Leave Home Stay 2009

I did not expect to still own the house in 2009, and after a year of personal indecision amid general economic gloom, the third show came about out of signs and wonders. Most obvious was the appearance of a stray back cat which was brought to my door by three strangers over Christmas. It stayed for six months and inspired a series of works on the theme of transitional home. I called this third - and final - part of Leave Home Stay, Moving House.

I returned to the earlier theme of traces and marks, this time evidenced by such things as scratch marks, footprints. My family association was pared down to mantel piece equivalents - pieces of sea coal which evidenced the Kent coal field which brought my grandfather to Deal in the 1920s.

I turned the mantel piece into a mantel room installation, a space filled with objects following a loose narrative of Mary Anning's lost room The fossil finder from Dorset's Jurassic coast had a loose link with my childhood memory as I used to scour the coal field spoil heap, once visible from house, for fossils exposed by the dig for coal.

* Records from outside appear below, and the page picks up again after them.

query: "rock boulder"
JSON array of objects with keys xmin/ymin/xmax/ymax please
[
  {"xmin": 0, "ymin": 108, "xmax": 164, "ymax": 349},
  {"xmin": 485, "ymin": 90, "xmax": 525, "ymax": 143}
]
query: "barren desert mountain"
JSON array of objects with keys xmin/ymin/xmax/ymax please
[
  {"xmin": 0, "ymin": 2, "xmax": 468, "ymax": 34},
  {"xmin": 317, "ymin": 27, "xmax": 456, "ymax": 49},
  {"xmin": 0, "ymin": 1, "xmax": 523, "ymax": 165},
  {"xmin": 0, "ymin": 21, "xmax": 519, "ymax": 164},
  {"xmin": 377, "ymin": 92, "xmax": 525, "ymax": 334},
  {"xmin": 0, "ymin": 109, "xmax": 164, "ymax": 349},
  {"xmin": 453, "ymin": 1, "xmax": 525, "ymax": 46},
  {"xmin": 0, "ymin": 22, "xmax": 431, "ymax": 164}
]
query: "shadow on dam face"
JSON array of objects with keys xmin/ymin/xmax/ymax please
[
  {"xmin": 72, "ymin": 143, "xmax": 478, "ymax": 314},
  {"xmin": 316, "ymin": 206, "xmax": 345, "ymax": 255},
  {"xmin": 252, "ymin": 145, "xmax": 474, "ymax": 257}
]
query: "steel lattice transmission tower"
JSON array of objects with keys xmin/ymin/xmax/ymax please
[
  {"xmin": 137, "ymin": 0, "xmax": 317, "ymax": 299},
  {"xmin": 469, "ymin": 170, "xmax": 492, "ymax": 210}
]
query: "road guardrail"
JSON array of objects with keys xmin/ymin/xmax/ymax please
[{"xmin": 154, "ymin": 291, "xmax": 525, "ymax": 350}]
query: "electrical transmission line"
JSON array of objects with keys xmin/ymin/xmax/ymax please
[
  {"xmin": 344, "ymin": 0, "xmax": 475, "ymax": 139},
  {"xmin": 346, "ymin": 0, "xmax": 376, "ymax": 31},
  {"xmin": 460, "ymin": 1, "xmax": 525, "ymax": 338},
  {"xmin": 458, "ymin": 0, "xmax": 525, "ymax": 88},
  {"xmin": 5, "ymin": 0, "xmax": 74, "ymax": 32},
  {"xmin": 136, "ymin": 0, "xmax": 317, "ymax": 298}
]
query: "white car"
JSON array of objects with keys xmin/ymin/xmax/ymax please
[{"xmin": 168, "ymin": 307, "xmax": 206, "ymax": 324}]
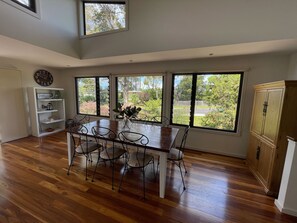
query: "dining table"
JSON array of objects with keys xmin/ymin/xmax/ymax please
[{"xmin": 66, "ymin": 118, "xmax": 180, "ymax": 198}]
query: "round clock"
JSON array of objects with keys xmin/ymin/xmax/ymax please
[{"xmin": 34, "ymin": 70, "xmax": 53, "ymax": 86}]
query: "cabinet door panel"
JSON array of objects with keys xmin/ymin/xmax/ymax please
[
  {"xmin": 257, "ymin": 141, "xmax": 274, "ymax": 185},
  {"xmin": 247, "ymin": 134, "xmax": 260, "ymax": 171},
  {"xmin": 251, "ymin": 90, "xmax": 266, "ymax": 135},
  {"xmin": 262, "ymin": 89, "xmax": 283, "ymax": 144}
]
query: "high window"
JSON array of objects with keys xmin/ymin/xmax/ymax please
[
  {"xmin": 11, "ymin": 0, "xmax": 36, "ymax": 12},
  {"xmin": 83, "ymin": 0, "xmax": 128, "ymax": 36},
  {"xmin": 171, "ymin": 72, "xmax": 244, "ymax": 132},
  {"xmin": 116, "ymin": 75, "xmax": 164, "ymax": 121},
  {"xmin": 75, "ymin": 77, "xmax": 110, "ymax": 117}
]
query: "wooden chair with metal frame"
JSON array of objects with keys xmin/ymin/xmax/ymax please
[
  {"xmin": 91, "ymin": 126, "xmax": 126, "ymax": 189},
  {"xmin": 118, "ymin": 131, "xmax": 155, "ymax": 199},
  {"xmin": 151, "ymin": 115, "xmax": 170, "ymax": 127},
  {"xmin": 167, "ymin": 125, "xmax": 190, "ymax": 190},
  {"xmin": 67, "ymin": 124, "xmax": 99, "ymax": 180}
]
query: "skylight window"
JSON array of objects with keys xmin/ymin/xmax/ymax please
[
  {"xmin": 11, "ymin": 0, "xmax": 36, "ymax": 12},
  {"xmin": 83, "ymin": 0, "xmax": 128, "ymax": 36}
]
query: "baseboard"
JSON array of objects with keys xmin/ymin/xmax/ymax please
[
  {"xmin": 186, "ymin": 145, "xmax": 246, "ymax": 159},
  {"xmin": 274, "ymin": 200, "xmax": 297, "ymax": 217}
]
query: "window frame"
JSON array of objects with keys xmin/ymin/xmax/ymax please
[
  {"xmin": 170, "ymin": 72, "xmax": 244, "ymax": 133},
  {"xmin": 11, "ymin": 0, "xmax": 36, "ymax": 12},
  {"xmin": 115, "ymin": 74, "xmax": 165, "ymax": 124},
  {"xmin": 75, "ymin": 76, "xmax": 110, "ymax": 117},
  {"xmin": 0, "ymin": 0, "xmax": 40, "ymax": 18},
  {"xmin": 81, "ymin": 0, "xmax": 129, "ymax": 37}
]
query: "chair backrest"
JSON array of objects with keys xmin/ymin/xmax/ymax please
[
  {"xmin": 68, "ymin": 124, "xmax": 90, "ymax": 154},
  {"xmin": 91, "ymin": 126, "xmax": 117, "ymax": 152},
  {"xmin": 179, "ymin": 126, "xmax": 190, "ymax": 152},
  {"xmin": 118, "ymin": 131, "xmax": 149, "ymax": 166},
  {"xmin": 151, "ymin": 116, "xmax": 169, "ymax": 127},
  {"xmin": 66, "ymin": 115, "xmax": 90, "ymax": 128}
]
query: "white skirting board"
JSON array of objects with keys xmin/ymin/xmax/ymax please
[{"xmin": 274, "ymin": 138, "xmax": 297, "ymax": 217}]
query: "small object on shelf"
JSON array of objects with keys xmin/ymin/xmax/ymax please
[
  {"xmin": 45, "ymin": 128, "xmax": 55, "ymax": 132},
  {"xmin": 37, "ymin": 93, "xmax": 53, "ymax": 99}
]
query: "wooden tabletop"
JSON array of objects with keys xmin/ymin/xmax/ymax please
[{"xmin": 82, "ymin": 119, "xmax": 180, "ymax": 153}]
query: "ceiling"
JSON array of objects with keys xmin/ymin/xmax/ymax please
[{"xmin": 1, "ymin": 35, "xmax": 297, "ymax": 69}]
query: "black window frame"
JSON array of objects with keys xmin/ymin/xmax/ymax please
[
  {"xmin": 75, "ymin": 76, "xmax": 110, "ymax": 117},
  {"xmin": 11, "ymin": 0, "xmax": 36, "ymax": 12},
  {"xmin": 82, "ymin": 0, "xmax": 127, "ymax": 36},
  {"xmin": 115, "ymin": 75, "xmax": 165, "ymax": 124},
  {"xmin": 170, "ymin": 72, "xmax": 244, "ymax": 133}
]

The mantel room was viewed through thick plastic which had thinned in patches, and had small puncture marks, so that visitors had to make an effort to make sense of it. The room contents, unseasonably lit by Christmas tree lights, took on an uncanny quality, even in daylight.

Outside, as night fell, I projected images from the first year installations onto a sheet on the washing line. Outside the kitchen window I made a yin-yang symbol out of silvery cat litter and gold coloured bird seed. It eventually blurred as the seed was eaten over 10 days.